The tool, which resembles the sonic screwdriver used in Doctor Who, will use the power of MRI and mass spectrometry to perform a chemical analysis of objects.

Marcus Doherty, Ph.D., the lead researcher from the Australian National University (ANU), said the concept of a diamond-based quantum device can perform various functions like scanning and identifying matter and provide a detailed analysis of living things.

“Laboratories and hospitals will have the power to do full chemical analyses to solve complex problems with our device that they can afford and move around easily,” Doherty said in a statement. “This device is going to enable many people to use powerful instruments like molecular MRI machines and mass spectrometers much more readily.”

According to Doherty, the device could be used to weight and identify complex molecules including proteins that drive diseases like cancer.
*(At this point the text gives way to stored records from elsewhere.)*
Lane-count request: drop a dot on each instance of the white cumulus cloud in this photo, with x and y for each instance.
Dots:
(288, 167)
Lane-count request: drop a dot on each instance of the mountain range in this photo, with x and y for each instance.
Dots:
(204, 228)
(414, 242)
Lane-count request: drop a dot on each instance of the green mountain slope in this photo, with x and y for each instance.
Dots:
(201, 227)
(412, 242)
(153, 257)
“Every great advance for microscopy has driven scientific revolution,” he said. “Our invention will help to solve many complex problems in a wide range of areas, including medical, environmental and biosecurity research.”

Molecular MRI is a form of the common medical imaging technology that is capable of identifying the chemical composition of individual molecules with advanced quantum techniques borrowed from atomic clocks and gravitational wave detectors.
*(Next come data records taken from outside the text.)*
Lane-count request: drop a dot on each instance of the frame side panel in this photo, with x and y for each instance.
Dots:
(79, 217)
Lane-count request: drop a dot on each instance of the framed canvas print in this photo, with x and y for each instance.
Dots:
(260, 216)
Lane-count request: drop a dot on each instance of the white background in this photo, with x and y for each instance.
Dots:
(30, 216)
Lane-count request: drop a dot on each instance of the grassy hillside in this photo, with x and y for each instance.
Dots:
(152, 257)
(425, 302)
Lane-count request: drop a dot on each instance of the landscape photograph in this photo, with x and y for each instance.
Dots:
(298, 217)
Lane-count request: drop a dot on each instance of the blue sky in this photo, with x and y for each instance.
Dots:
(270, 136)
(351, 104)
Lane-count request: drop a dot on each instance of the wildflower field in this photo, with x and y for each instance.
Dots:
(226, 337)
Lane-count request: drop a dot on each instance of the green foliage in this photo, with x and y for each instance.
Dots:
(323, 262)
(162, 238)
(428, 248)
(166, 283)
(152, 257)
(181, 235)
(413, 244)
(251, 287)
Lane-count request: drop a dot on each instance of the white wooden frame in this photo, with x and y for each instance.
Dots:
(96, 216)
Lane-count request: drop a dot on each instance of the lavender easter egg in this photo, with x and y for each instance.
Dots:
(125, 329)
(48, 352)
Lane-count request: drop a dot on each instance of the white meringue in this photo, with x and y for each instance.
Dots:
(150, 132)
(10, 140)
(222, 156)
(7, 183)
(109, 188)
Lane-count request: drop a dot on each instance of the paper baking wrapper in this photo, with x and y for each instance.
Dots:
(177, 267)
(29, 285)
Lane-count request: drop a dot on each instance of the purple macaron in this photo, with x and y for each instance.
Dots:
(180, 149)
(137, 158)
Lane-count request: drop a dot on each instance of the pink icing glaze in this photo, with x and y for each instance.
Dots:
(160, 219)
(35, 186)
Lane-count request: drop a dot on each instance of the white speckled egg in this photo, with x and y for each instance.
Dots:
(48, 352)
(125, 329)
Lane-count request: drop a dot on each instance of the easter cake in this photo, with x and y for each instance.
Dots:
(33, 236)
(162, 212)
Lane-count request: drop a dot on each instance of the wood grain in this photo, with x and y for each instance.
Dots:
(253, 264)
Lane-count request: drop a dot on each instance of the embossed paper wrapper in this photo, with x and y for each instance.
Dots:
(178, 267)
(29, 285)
Co-researcher Michael Barson, a Ph.D. student from ANU’s Research School of Physics and Engineering, said the devices uses tiny defects in a diamond to measure the mass and chemical composition of molecules with advanced quantum techniques borrowed from atomic clocks and gravitational wave detectors.

“For the mass spectrometry, when a molecule attaches to the diamond device, its mass changes, which changes the frequency, and we measure the change in frequency using the defects in the diamond,” Barson said in a statement. “For the MRI, we are looking at how the magnetic fields in the molecule will influence the defects as well.”

According to the study, nanomechanical sensors and quantum nanosensors are two emerging technologies that have diverse interdisciplinary applications in biological and chemical analysis and microscopy. The researchers establish the principles for nanomechanical sensing using nanospin-mechanical sesnsors and assess their potential for mass spectrometry and force microscopy.